Por outro lado eu poderia citar uma centena de projetos que fracassaram porque não foram bem geridos, ou porque perdeu-se a noção do escopo, ou porque os requisitos não estavam documentados e consistentes, ou porque os testes não foram suficientes para garantir a corretude do produto, ou porque riscos não foram considerados, ou porque alterações vieram meses após o término do projeto e já não se lembravam bem os detalhes do mesmo, ou porque... etc etc etc.

O autor diz que a única certeza que se pode ter com o CMMI é que seus custos irão aumentar. De onde vem essa afirmação? Tem números para corroborar ou é só mais uma impressão? Será que grandes empresas de todo o mundo entrariam nessa "onda" somente por moda, sendo que os resultados certamente seriam custosos e inúteis (na visão do autor)? Este texto é curto para explicar a curva de custos de todo o ciclo de vida de um software, teria que escrever outro artigo somente com este foco, mas vamos pensar um pouco: implementação de processos de melhoria passa necessariamente pelo patrocínio da alta gestão das organizações. Este povo não está interessado em técnicas, modelos ou padrões, está interessado em três letrinhas: ROI - retorno sobre o investimento. Uma simples consulta ao site do SEI para verificar os ganhos de longo prazo com a adoção de processos enterraria a "certeza" que o autor tem sobre o CMMI. Insisto: é claro que isso depende da qualidade do processo a ser definido com base no modelo. Grandes crimes já foram cometidos sob as melhores das intenções. Aí sim mora o perigo.

Argumentar que processo não ajuda porque projetos são desenvolvidos por pessoas é ignorar a importância que o CMMI dá ao recurso humano. Ninguém lidera projetos, ninguém lidera tarefas, os gestores lideram pessoas, seja lá qual for o negócio da organização. Achar que o CMMI não considera o aspecto humano e vê-lo como prática puramente burocrática e documentacional é passar recibo de desconhecimento básico daquilo que se está criticando.

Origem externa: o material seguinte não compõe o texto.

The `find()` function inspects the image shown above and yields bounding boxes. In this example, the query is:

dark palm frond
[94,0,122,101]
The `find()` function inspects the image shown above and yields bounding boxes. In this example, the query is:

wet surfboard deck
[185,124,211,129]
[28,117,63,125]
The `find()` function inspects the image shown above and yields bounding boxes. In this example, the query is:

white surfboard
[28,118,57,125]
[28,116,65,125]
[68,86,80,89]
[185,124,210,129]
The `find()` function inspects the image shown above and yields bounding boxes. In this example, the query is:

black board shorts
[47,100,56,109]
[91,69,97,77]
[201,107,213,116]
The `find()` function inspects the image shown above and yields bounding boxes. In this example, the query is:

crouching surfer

Tudo aquilo que Mateus diz acreditar em seu texto mostra bem a sua visão sobre o tema: máquinas podem realizar tarefas mais rapidamente, frameworks e geradores de código podem aumentar sua produtividade, linguagens robustas podem aumentar a segurança e confiabilidade do código mas não existe automação para o pensamento, para a inovação, para a compreensão daquilo que cliente espera que nós entreguemos. Afinal, não programamos pelo prazer de usar aquela tecnologia que adoramos, programamos para atender à necessidade de alguém, comumente chamado cliente.

Ora, falamos numa novidade: programadores não gostam do CMMI! E meus filhos pequenos não gostam de injeção!! Vale lembrar que o CMM - filme que deu origem a série - não surgiu da vontade dos desenvolvedores de software, mas de um check-list pedido pelo Departamento de Defesa norteamericano para avaliação de fornecedores para seus projetos. Ou seja, CMMI não nasceu da vontade de quem faz software, mas por uma exigência de quem os compra. Meus filhos jamais tomariam a injeção por vontade própria, é a obrigação da vacina que se impõe a eles.

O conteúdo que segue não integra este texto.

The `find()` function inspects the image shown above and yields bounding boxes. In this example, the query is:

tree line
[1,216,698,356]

Perdi a conta de quantas vezes barganhei melhorias salariais por deter o conhecimento dos requisitos ou da engenharia de uma determinada solução. É claro que projetos podem ser bem sucedidos se baseados somente na experiência, competência e qualidade das pessoas que compõem a equipe, sem prescindir de uma pitada de sorte, claro. Mas estes projetos acabam reféns das pessoas que o desenvolveram, na maior parte das vezes, se não estão bem documentados e desenvolvidos segundo um processo repetível por qualquer outro profissional qualificado. Claro que nessas condições eu também não gostaria nem um pouco do CMMI.

Para terminar, procure quantas vezes aparece a palavra "código" (code) no texto do modelo e quantas vezes aparece a palavra "negócio" (business) e você terá uma noção do foco do CMMI. Economizo teu tempo: a palavra "negócio" aparece mais de 200 vezes, enquanto "código" não chega a 20 vezes, ou seja, um décimo daquela. Moral da história: CMMI não veio para ser querido pelos programadores - para isso existe "a melhor tecnologia de todos os tempos da última semana", seja ela qual for esta semana -, mas para ser um balisador de gestão do negócio de desenvolvimento de software. Afinal, desenvolver software não tem como finalidade afagar o ego criador de nós desenvolvedores: é um negócio !!